Development of SuperChessEngine
Alphabeta pruning
Only having minimax algorithm was not enough. So we have pruned the nodes which are guaranteed to give worse score then current best move using Alpha-beta pruning. Hence, the unwanted branches of the search tree was eliminated.
This way, we limited the search time to the more promising subtree and performed the deeper search in the same time.
Move Ordering
Alpha-beta algorithm was performing well, but there were cases when the best move used to occur at the deepest node. That's where we thought nodes should be ordered such best nodes are checked first.
Using intution based move ordering, SuperChessEngine tries to reduce the unnecessary positions being searched.
Below are some move ordering techniques which we have used:
-
Killer Heuristic
It considers moves that caused a beta-cutoff in a sibling node as killer moves and orders them high on the list. Killer moves work on the supposition that most of the moves do not change the situation on the board too much.
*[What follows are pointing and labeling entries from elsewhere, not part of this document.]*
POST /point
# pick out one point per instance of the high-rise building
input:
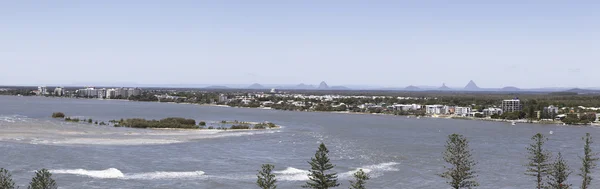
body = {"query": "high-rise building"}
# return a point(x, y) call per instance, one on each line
point(134, 92)
point(59, 91)
point(110, 93)
point(512, 105)
point(42, 90)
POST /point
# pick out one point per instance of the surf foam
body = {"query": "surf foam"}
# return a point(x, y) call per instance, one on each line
point(292, 174)
point(104, 174)
point(113, 173)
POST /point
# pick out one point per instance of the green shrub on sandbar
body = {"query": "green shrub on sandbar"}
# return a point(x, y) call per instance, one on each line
point(172, 122)
point(58, 115)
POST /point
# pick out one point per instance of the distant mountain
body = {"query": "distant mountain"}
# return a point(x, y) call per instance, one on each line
point(510, 89)
point(304, 86)
point(323, 85)
point(412, 88)
point(216, 87)
point(444, 87)
point(471, 86)
point(256, 86)
point(339, 88)
point(583, 91)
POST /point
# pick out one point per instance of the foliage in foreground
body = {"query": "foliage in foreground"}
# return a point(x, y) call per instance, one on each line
point(266, 179)
point(559, 173)
point(588, 161)
point(172, 122)
point(319, 178)
point(538, 165)
point(360, 179)
point(460, 174)
point(6, 181)
point(42, 180)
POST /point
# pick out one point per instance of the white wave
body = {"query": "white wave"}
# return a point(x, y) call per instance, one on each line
point(374, 170)
point(113, 173)
point(292, 174)
point(13, 118)
point(165, 175)
point(108, 173)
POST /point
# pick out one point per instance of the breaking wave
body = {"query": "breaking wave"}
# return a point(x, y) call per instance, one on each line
point(113, 173)
point(374, 170)
point(13, 118)
point(294, 174)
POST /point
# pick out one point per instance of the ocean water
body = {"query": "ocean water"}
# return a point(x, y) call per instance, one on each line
point(398, 152)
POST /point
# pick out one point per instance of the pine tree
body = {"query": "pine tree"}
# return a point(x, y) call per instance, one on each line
point(266, 179)
point(458, 154)
point(6, 181)
point(557, 179)
point(588, 160)
point(360, 180)
point(538, 159)
point(318, 178)
point(42, 180)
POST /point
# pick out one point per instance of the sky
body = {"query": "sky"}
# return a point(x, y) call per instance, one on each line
point(526, 44)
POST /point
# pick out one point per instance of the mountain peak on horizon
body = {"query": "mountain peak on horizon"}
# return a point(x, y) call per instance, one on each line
point(256, 86)
point(412, 87)
point(323, 85)
point(444, 87)
point(471, 86)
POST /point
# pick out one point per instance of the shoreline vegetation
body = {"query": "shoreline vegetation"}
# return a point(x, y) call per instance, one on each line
point(172, 123)
point(460, 168)
point(499, 118)
point(534, 104)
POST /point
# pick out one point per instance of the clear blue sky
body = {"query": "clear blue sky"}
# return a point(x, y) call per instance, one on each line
point(385, 43)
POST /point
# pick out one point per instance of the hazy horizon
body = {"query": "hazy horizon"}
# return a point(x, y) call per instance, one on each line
point(534, 44)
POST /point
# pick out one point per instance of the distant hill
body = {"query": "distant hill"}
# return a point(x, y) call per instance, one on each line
point(216, 87)
point(471, 86)
point(304, 86)
point(339, 88)
point(444, 87)
point(323, 85)
point(412, 88)
point(256, 86)
point(583, 91)
point(510, 89)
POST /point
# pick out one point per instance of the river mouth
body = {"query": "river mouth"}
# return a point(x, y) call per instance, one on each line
point(54, 132)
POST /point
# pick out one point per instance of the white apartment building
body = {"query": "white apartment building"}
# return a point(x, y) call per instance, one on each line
point(59, 91)
point(434, 109)
point(491, 111)
point(513, 105)
point(462, 111)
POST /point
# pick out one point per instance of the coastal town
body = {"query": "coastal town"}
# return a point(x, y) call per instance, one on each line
point(512, 109)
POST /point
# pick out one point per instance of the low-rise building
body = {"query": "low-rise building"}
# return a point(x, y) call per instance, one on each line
point(513, 105)
point(434, 109)
point(491, 111)
point(59, 91)
point(462, 111)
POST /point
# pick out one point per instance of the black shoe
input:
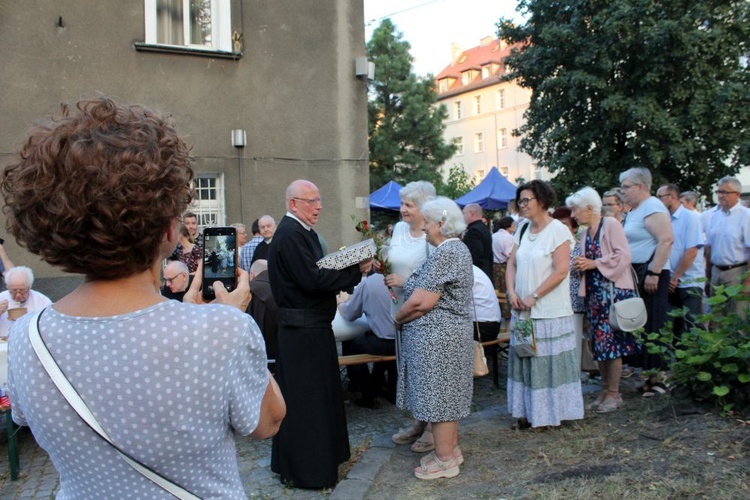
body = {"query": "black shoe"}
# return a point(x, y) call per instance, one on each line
point(365, 402)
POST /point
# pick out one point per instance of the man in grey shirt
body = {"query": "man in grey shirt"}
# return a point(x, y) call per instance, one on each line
point(370, 297)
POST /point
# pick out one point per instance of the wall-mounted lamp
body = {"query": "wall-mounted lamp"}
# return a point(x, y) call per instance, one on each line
point(364, 69)
point(239, 138)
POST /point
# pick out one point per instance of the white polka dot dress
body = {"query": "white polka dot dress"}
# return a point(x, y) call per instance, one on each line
point(170, 384)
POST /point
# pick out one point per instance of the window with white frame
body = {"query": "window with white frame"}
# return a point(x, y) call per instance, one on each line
point(478, 142)
point(198, 24)
point(208, 204)
point(500, 98)
point(502, 138)
point(459, 143)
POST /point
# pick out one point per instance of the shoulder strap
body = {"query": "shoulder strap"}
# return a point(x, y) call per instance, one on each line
point(83, 411)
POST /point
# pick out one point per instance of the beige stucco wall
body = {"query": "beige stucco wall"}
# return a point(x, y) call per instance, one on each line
point(293, 90)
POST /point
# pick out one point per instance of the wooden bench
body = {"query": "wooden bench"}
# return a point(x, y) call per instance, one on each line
point(497, 345)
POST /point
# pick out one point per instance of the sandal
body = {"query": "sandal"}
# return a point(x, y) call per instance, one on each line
point(409, 435)
point(457, 456)
point(657, 389)
point(595, 403)
point(610, 405)
point(425, 443)
point(436, 468)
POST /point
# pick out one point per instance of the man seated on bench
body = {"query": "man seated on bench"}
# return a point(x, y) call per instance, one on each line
point(372, 298)
point(485, 312)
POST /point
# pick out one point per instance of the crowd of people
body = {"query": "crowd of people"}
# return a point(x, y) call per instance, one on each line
point(264, 355)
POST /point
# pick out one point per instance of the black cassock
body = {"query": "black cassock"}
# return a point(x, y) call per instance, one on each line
point(313, 439)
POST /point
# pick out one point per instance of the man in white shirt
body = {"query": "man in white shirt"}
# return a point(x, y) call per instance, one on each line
point(19, 295)
point(728, 241)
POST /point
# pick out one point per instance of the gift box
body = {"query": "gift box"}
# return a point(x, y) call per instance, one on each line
point(349, 256)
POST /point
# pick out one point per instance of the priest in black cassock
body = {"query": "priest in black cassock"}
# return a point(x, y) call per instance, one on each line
point(313, 439)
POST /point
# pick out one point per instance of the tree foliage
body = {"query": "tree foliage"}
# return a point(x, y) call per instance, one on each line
point(458, 183)
point(616, 84)
point(405, 127)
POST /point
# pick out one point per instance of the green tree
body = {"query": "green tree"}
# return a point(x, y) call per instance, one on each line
point(458, 183)
point(616, 84)
point(405, 126)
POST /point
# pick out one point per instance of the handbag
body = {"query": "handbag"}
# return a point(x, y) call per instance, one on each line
point(480, 361)
point(627, 315)
point(83, 411)
point(524, 344)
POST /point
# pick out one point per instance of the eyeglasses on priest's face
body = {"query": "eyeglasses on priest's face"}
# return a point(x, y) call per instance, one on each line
point(311, 201)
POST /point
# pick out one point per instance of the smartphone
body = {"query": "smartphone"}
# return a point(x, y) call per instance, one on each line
point(219, 260)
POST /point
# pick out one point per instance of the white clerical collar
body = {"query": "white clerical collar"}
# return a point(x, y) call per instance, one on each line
point(290, 214)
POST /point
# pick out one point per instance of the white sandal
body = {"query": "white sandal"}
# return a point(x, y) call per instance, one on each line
point(436, 468)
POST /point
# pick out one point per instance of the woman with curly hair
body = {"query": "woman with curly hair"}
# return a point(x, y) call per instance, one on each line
point(99, 191)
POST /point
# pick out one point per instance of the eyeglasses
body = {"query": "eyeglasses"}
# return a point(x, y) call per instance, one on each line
point(170, 280)
point(312, 201)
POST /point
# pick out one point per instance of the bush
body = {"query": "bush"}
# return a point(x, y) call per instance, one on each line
point(712, 362)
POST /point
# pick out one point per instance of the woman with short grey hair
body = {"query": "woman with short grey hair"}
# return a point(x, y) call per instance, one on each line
point(435, 363)
point(605, 271)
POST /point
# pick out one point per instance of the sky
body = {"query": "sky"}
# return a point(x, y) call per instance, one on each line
point(431, 26)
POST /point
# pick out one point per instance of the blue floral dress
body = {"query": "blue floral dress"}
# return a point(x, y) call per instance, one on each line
point(606, 344)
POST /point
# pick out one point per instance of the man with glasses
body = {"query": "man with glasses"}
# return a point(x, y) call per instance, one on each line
point(19, 298)
point(728, 241)
point(313, 439)
point(176, 280)
point(685, 258)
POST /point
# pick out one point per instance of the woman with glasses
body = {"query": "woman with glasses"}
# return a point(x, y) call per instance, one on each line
point(545, 389)
point(648, 228)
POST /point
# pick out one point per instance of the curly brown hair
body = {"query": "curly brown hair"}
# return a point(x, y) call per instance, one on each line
point(94, 190)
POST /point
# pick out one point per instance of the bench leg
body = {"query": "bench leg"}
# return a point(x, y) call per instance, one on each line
point(12, 446)
point(495, 377)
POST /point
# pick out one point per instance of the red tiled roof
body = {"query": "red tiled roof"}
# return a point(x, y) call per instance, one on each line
point(474, 58)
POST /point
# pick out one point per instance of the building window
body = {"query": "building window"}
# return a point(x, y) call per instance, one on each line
point(208, 204)
point(478, 142)
point(459, 143)
point(501, 99)
point(198, 24)
point(502, 138)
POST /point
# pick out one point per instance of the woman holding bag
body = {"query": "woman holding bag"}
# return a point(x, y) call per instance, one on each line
point(545, 389)
point(606, 260)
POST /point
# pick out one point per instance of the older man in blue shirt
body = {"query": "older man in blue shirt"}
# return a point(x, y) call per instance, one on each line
point(685, 258)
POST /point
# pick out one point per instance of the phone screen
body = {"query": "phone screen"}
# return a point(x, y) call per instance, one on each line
point(219, 259)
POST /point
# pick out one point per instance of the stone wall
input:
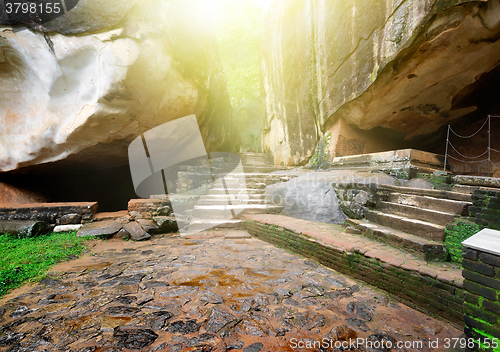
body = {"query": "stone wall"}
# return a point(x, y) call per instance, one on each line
point(403, 68)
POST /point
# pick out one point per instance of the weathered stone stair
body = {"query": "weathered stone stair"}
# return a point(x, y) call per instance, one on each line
point(413, 219)
point(239, 194)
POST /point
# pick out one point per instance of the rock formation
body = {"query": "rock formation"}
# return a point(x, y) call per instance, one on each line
point(78, 89)
point(394, 72)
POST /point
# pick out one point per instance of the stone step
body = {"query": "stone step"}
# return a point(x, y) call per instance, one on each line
point(226, 211)
point(256, 196)
point(225, 201)
point(436, 193)
point(421, 247)
point(415, 227)
point(412, 212)
point(480, 181)
point(207, 171)
point(431, 203)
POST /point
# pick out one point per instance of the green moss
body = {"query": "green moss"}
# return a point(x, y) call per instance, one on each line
point(456, 233)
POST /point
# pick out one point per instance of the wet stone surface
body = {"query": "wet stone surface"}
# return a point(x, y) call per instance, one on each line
point(214, 294)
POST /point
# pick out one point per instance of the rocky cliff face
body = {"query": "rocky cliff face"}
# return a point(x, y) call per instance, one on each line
point(406, 68)
point(77, 90)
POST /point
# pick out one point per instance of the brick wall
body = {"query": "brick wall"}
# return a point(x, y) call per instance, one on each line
point(436, 295)
point(482, 296)
point(346, 147)
point(486, 209)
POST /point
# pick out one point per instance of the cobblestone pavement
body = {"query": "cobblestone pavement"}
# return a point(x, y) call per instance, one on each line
point(207, 294)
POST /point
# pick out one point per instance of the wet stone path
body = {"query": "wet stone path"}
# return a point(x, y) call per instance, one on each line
point(208, 294)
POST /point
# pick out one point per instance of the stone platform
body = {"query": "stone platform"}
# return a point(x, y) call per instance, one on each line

In some cases, killer moves saves a lot amount of time while searching.
-
Hash moves
To implement this we first implemented transposition table. In this technique, the move returned from TT was ordered first in the list, infront of all the other moves. Hence this hash move is either a best move of a stored PV-node - a PV-move, or a good enough refutation move to cause a cutoff.
-
History Heuristic
This technique is based on number of cutoffs caused by a given move irrespectively from the position in which the move has been made. On a cutoff we incremented a counter in a table, addressed by [piece][to]. Values retrieved from that table are used to order non-capturing moves. This heuristics performs usually better than domain-dependent heuristics.
-
MVV-LVA Look up
MVV-LVA stands for Most Valuable Victim - Least Valuable Aggressor. In this, we sort the capture moves in a reasonable order. We first look up the potential victim of all attacked opponent pieces, in the order of the most valuable first. After the most valuable victim is found, the find-aggressor cycle loops over the potential aggressors that may capture the victim in inverse order, from pawn, knight, bishop, rook, queen to king.
Transposition Table(TT)
Transpoistion Table comes into role when a position recurs via a different sequence of moves. TT is a database that stores results of previously performed searches. This way we reduced the search space of a chess tree. We took a hash table storing information about positions previously searched, how deeply they were searched, and what we concluded about them. However at some point, it becomes important to clear TT data.
Bot
After implementing all this, it becomes very important to know how well our engine works. So, nothing could have been better than playing a chess game against the engine which we just built and knowing it's strength. Hence, we deployed our SuperChessEngine bot on Lichess.
Now anyone can play against our bot.